Command-line equivalent BOPTIONS TREELIST=<N>
Cross-validation Details: Classic Text Report
If you use the cross validation testing method, you can request a text report for each of the maximal trees generated in each cross validation run by clicking on the corresponding radio button for this option.
For example, if testing is set to the default 10-fold cross validation, a report for each of the ten cross-validated trees will follow the report on the final pruned tree in the text output. For this option to have full effect be sure to uncheck the “Only summary tables of node information.” The GUI offers more a convenient way to review these CV details.
Command-line equivalent BOPTIONS BRIEF
BOPTIONS COPIOUS
Controlling Random-Number Seed Values
As illustrated below, the Options—CART tab also allows you to set the random-number seed and to specify whether the seed is to remain in effect after a tree is built or data are dropped down a tree. Normally the seed is reset to 13579, 12345, and 131 on start-up and after each tree is constructed or after data are dropped down a tree. The seed will retain its latest value after the tree is built if you click on the Retain most recent values for succeeding run radio button.
Command-line equivalent.
SEED <N1>, <N2>, <N3>, NORETAIN SEED <N1>, <N2>, <N3>, RETAIN
Setting Directory Preferences
The Option—Directories tab allows you to set default directory preferences for input (data, model and command), output (model, scoring results, translation code and text report), and temporary files. By default, all input and output directories are initially set to the CART installation directory; the temporary directory is your machine’s temporary Windows directory. Below we have set directory preferences for our input and output files.
To change any of the default directories, click on the button next to the appropriate directory and specify a new directory in the Select Default Directory dialog box. CART will retain default directory settings in subsequent analysis sessions.

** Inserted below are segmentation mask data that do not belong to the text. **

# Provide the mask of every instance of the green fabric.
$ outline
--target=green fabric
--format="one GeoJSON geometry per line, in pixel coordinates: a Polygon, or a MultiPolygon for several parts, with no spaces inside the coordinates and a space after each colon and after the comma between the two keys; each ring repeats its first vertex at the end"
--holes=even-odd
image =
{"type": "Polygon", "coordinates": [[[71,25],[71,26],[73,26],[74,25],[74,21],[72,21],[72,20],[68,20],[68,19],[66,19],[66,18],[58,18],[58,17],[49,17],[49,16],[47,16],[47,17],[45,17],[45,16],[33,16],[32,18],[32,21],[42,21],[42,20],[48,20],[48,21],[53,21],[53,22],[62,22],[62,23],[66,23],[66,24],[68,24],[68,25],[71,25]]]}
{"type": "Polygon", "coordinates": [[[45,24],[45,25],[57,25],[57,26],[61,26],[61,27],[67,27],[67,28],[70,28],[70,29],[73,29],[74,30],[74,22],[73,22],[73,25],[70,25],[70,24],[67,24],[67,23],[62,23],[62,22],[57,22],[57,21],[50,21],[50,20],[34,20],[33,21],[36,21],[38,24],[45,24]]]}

When the Most Recently Used File list checkbox is marked, CART adds the list of recently-used files to the File->Open menu.
Input Files
Data: –input data sets (train and test) for modeling
Model information: –previously-saved model files (navigators and groves)
Command: –command files
Output Files
Model information: –model files (groves) will be saved here
Prediction results: –output data sets from scoring and translation code Run report: –classic output
Temporary Files
Temporary: –where CART will write temporary work files as needed –where CART will write the command log audit trail
We suggest dedicating a separate temporary folder to CART.

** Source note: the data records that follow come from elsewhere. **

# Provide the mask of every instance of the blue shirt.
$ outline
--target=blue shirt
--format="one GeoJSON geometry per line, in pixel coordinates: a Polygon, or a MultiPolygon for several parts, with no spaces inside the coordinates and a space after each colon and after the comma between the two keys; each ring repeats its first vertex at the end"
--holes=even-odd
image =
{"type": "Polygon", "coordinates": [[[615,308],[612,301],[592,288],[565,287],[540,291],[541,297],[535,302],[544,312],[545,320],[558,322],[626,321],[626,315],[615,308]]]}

Make it a habit to routinely check the Temporary Files Directory for unwanted scratch files. These should only appear if for some reason your system crashed or was powered down in a way that did not permit CART to clean up.
Depending on your preferences, you may choose one of two working styles:
(1) using the same location for both input and output files (2) using separate locations for input and output files
The files with names like CART06125699_.txt are valuable records of your work sessions and provide an audit trail of your modeling activity. Think of them as emergency copies of your command log. You can delete these files if you are confident that your other records are adequate.
Make sure that the drive where the temporary folder is located will have enough space (at least the size of the largest data set you are planning to use).
Additional Control Functions
–Control icon that automatically copies your Data file info to all other locations in the dialog (except the Temporary File location).
–Control icon that lets the user browse among directories.
–Control that allows the user to select from a list of previously-specified directories.
-Control that allows the user to specify how many recently-used files to remember in the File-Open menu. The maximum allowed is 20 files.